在校生の皆さまからお便りいただいた質問にお答えしていきます!

Q1: 有機化合物について(?)

 多くの参考書等で、「脂肪族炭化水素」の項目のところで、シクロアルカンなどの環式の物質が紹介されているのは何故なんでしょうか。

(received: 2020/5/26)

A1

 遅ればせながら、質問ありがとうございます!

​ 久々に高校化学の参考書を読んでみましたが、確かにシクロヘキサンをはじめ、環状の物質についても多く記載がありますね。

 まず、「脂肪族炭化水素」と対になる概念は「芳香族炭化水素」で、ベンゼンやナフタレンなどの特徴的な反応性を示す化合物が該当します。

「芳香族炭化水素」の条件は

① 環式炭化水素のうち、単結合と二重結合が交互に存在すること(共役二重結合)。

② 環を構成する炭素(正確にはπ電子)の数が(4n+2)個(n=0, 1, 2, …)であること。

です(ヒュッケル則)。シクロアルカンは①を満たさないので、「脂肪族炭化水素」になります。

 シクロアルカンは分子式ではCnH2nでアルケンと同じですが、単結合のみで構成されているので、反応性はアルカンとほぼ同じ(反応性が低い)です。そのために同じ括りで紹介されています。

 同様に、シクロアルケンやシクロアルキンはそれぞれアルケン、アルキンと同じような性質を示します。環状になっていることによる反応性の変化はあまりありません。(3員環では無理な角度で結合していることによるひずみがあるので、その限りではありませんが)

 さて、反応性に乏しいシクロアルカンですが、教科書の限られた紙面で紹介しているのには以下のような意味があるのではないかと思います。

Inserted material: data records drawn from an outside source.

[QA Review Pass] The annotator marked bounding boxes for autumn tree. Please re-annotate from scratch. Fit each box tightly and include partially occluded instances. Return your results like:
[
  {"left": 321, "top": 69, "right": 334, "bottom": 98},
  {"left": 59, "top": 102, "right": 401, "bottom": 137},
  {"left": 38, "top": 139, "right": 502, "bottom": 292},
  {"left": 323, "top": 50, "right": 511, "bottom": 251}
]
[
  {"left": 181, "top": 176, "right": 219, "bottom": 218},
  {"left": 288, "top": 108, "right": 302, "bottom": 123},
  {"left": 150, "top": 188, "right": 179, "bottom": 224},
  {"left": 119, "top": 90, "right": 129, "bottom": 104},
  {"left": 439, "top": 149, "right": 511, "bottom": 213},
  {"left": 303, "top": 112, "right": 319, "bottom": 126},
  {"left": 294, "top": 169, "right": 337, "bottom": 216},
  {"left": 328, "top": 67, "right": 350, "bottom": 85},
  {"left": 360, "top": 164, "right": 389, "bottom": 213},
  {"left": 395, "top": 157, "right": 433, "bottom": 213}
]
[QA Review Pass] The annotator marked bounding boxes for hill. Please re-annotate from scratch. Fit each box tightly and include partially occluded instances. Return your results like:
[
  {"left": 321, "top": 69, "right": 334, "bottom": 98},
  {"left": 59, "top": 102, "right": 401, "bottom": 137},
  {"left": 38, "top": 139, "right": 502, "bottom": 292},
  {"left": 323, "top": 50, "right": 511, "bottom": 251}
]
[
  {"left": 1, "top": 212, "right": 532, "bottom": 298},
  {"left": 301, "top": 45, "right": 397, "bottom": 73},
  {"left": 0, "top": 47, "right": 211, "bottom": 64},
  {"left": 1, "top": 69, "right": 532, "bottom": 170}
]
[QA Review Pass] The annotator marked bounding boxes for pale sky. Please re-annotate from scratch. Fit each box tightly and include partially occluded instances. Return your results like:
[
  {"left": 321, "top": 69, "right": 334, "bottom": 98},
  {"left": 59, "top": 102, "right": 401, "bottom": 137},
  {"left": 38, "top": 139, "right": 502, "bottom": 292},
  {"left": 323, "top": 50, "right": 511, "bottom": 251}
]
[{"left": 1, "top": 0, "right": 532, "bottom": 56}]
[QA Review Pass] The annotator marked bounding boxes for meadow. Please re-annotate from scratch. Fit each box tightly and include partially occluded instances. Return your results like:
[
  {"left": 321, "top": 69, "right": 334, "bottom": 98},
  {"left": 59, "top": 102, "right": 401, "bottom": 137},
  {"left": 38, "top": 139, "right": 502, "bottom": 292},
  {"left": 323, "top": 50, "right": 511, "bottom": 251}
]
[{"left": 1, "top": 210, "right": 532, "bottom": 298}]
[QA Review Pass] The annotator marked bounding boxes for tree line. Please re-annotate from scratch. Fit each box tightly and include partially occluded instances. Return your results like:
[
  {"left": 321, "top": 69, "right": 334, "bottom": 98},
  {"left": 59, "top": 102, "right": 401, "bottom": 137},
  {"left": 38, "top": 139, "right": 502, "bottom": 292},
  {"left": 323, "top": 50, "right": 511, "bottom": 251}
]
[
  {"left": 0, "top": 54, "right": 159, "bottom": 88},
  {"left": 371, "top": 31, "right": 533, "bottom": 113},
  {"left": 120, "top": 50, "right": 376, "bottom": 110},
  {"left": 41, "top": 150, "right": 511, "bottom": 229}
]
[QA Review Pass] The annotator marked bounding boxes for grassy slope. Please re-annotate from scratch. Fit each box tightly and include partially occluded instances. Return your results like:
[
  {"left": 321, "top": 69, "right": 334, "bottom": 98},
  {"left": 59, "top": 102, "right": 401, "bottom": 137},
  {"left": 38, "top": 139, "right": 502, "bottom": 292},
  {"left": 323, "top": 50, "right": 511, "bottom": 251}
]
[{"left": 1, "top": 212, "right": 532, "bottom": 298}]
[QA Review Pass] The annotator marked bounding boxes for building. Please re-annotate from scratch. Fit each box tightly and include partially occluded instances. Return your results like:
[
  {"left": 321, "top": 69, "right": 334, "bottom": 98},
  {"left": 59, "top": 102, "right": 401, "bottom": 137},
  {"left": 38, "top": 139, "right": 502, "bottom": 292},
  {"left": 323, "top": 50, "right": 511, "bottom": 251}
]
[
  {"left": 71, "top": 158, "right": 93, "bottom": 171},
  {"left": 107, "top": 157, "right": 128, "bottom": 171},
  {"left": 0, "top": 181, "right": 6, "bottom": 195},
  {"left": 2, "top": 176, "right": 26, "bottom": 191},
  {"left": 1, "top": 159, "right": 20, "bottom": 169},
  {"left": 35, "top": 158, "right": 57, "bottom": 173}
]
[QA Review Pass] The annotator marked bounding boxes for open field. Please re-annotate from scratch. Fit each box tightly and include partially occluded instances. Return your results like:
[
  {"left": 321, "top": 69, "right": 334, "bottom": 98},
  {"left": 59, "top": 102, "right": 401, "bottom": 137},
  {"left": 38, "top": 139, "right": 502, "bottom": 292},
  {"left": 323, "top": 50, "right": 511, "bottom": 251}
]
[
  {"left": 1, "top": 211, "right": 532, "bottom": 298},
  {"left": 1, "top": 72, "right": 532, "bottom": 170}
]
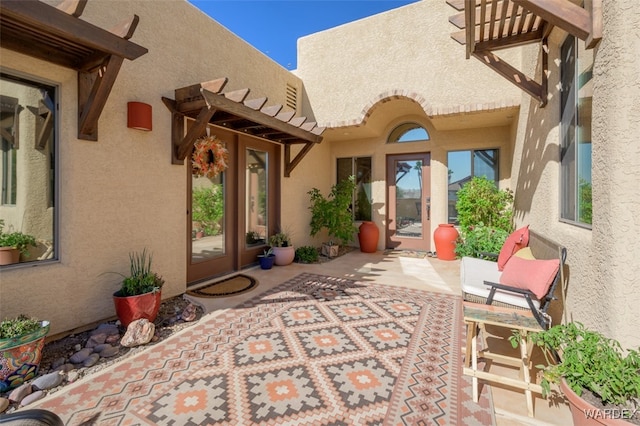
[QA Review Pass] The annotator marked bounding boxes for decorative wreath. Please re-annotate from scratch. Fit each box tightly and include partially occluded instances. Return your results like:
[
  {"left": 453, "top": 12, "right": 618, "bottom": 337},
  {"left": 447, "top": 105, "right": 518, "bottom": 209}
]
[{"left": 191, "top": 135, "right": 229, "bottom": 179}]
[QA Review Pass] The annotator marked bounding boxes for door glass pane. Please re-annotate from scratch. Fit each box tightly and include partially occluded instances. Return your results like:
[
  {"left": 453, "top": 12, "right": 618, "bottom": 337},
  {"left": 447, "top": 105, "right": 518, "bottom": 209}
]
[
  {"left": 246, "top": 149, "right": 268, "bottom": 247},
  {"left": 395, "top": 160, "right": 422, "bottom": 238},
  {"left": 191, "top": 172, "right": 225, "bottom": 263},
  {"left": 355, "top": 157, "right": 372, "bottom": 221}
]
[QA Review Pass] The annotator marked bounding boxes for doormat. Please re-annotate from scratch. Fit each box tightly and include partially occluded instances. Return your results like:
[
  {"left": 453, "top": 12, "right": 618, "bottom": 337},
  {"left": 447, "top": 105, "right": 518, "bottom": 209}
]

① 舟形/いす形の立体配座をとったり、置換基にアキシアル/エクアトリアルの異性体が生じたりするので、より複雑な環状化合物(糖類など)を理解する上で重要な点
② (シクロヘキサンについて)アジピン酸やヘキサメチレンジアミン、ε-カプロラクタムなどの工業原料として重要な点
 

 また、大学の実験室などでは直鎖アルカンよりもさらに極性の低い溶媒としての用途もあるほか、より多くの炭素からなる中員環・大員環を持つ化合物には、抗生物質や香料などに含まれるものも多く、結構奥の深い世界ですよ。

 ややもすると暗記ばかりになりがちな有機化学ですが、現象の理由や疑問点を考えていくことこそが大切なのではないかと思います。ぜひ楽しみながら勉強して、また疑問点があったらお気軽に質問してください!